Major finding: ALK gene alterations or activation of other RTKs can drive crizotinib resistance.
Clinical relevance: ALK mutants vary in sensitivity to second-generation ALK inhibitors.
Impact: Second-line therapies should be tailored to individual crizotinib resistance mechanisms.
Patients with non–small cell lung cancer (NSCLC) harboring the EML4-ALK fusion oncogene are highly responsive to the ALK tyrosine kinase inhibitor crizotinib but inevitably relapse. Katayama and colleagues and Doebele and colleagues cataloged the mechanisms of acquired drug resistance in biopsies from EML4-ALK–positive NSCLC patients who progressed while on crizotinib. In 22% to 36% of patients, sequencing of the ALK kinase domain exons identified multiple mutations resulting in distinct amino-acid substitutions or insertions that are predicted to impair crizotinib binding. Katayama and colleagues found that the different ALK mutants varied in their sensitivity to second-generation ALK inhibitors, with the 1151Tins mutation showing resistance to all ALK inhibitors tested.

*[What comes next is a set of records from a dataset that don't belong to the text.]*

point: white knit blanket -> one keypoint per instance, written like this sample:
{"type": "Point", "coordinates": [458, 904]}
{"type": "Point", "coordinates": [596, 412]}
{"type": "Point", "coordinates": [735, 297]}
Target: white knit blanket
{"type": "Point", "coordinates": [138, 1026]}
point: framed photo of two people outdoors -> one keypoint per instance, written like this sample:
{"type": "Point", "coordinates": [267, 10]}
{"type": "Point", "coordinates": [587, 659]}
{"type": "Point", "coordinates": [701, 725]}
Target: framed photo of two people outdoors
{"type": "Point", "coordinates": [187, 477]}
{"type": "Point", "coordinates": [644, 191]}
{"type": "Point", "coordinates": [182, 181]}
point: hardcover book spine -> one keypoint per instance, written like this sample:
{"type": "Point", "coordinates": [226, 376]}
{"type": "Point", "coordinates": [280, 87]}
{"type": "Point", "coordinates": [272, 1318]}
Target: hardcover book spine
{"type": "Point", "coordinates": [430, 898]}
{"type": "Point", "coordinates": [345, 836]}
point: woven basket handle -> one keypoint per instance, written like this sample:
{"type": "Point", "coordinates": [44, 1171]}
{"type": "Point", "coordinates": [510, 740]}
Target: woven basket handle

However, the HSP90 inhibitor 17-AAG potently suppressed the growth of cells harboring any of the ALK kinase mutants in vitro. Another 6% to 9% of the crizotinib-resistant patients had acquired high-level amplification of the EML4-ALK fusion gene. To characterize the underlying resistance mechanisms in the remaining patients, the teams screened for mutations in a panel of cancer-related genes using a multiplexed genotyping platform and screened for receptor tyrosine activation (RTK) in crizotinib-resistant cells using phospho-RTK arrays. These approaches identified EGFR, KIT, and RAS activation as bypass mechanisms mediating acquired resistance in crizotinib-refractory patients. Notably, some patients appeared to have acquired ALK mutations, fusion gene amplifications, and/or RTK-activating genetic lesions simultaneously. Although it is clear that additional means of crizotinib resistance remain to be identified, these findings illustrate the heterogeneity and redundancy of drug resistance mechanisms in EML4-ALK–positive NSCLCs and indicate that second-generation ALK inhibitors, HSP90 inhibitors, and combination RTK inhibitor therapy may need to be considered in relapsed patients on a case-by-case basis.